Akurat na 8/10. Dla kazdego cos rejtrejsingowego.
Srajtracing jak to napisał kolega wyżej to obecnie jedyny ratunek dla Nvidii aby wciskać na rynek "nowe" karty graficzne bo wyobraźcie sobie, że mamy 2024 rok i nie znamy pojęcia Ray Tracing, a w tym 2024 roku wychodzą właśnie takie gry jak Star Wars Outlaws które graficzne wyglądają gorzej pod każdym względem niż choćby taki Red Dead Redemption 2 z 2018/2019 roku, a te wymagania cały czas wzrastają i wzrastają więc gdyby nie te wszystkie "super" technologię to można byłoby poważniej zadawać pytania czemu te wymagania sprzętowe gier tak wzrastają.
Dlatego Nvidia tak to wszędzie promuje.
Uważam, że nawet Crysis 3 z 2013 roku na PC wygląda lepiej niż nie jedna dzisiejsza gra AAA, a wymagania ma już chyba kilkanaście razy mniejsze niż dzisiejsze tytuły, także WTF?
Akurat RDR2 nie jest najlepszym przykladem, bo jest jedna z ladniejszych gier, cudownie zoptymalizowana. Problem w tym, ze przez budowe swiata nie koniecznie nawet bez duzej optymalizacji stanowiloby duzy problem dla kart graficznych.

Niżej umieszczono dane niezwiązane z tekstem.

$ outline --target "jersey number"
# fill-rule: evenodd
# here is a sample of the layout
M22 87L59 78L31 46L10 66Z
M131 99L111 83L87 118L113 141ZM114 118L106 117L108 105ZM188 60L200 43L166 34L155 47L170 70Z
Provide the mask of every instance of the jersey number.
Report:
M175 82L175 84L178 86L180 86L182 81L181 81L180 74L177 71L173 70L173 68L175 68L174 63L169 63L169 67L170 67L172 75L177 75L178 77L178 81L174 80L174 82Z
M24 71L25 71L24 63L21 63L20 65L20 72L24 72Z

Tam jest plaski swiat, gdzie optymalizacji wymagaja glownie drzewa ktorych jest malo itp. struktury.
Budynki tez sa w wiekszosci bez wnetrz jak jestes na zewnatrz.
Animacje twarzy, postaci, eliminowania wrogow po cichu byly lepsze w 2013 roku. Twarz Franklina z GTA V na x360 jest wyrazniejsza niz twarz protagonistki z tego czegos. Dobrze ze mamy ray tracing ktory zauwaze jak sie nie ruszam, fair trade.
Piszcie z łaski swojej wymagania do końca - wszystkie tu podane są pod warunkiem włączonego DLSS / AMD FSR 2 ustawione na Jakość. To nie są wymagania dla rozdzielczości natywnej a to istotna różnica. Gra jest poprostu zje*** od podstaw z ulubionym Denuvo w tle.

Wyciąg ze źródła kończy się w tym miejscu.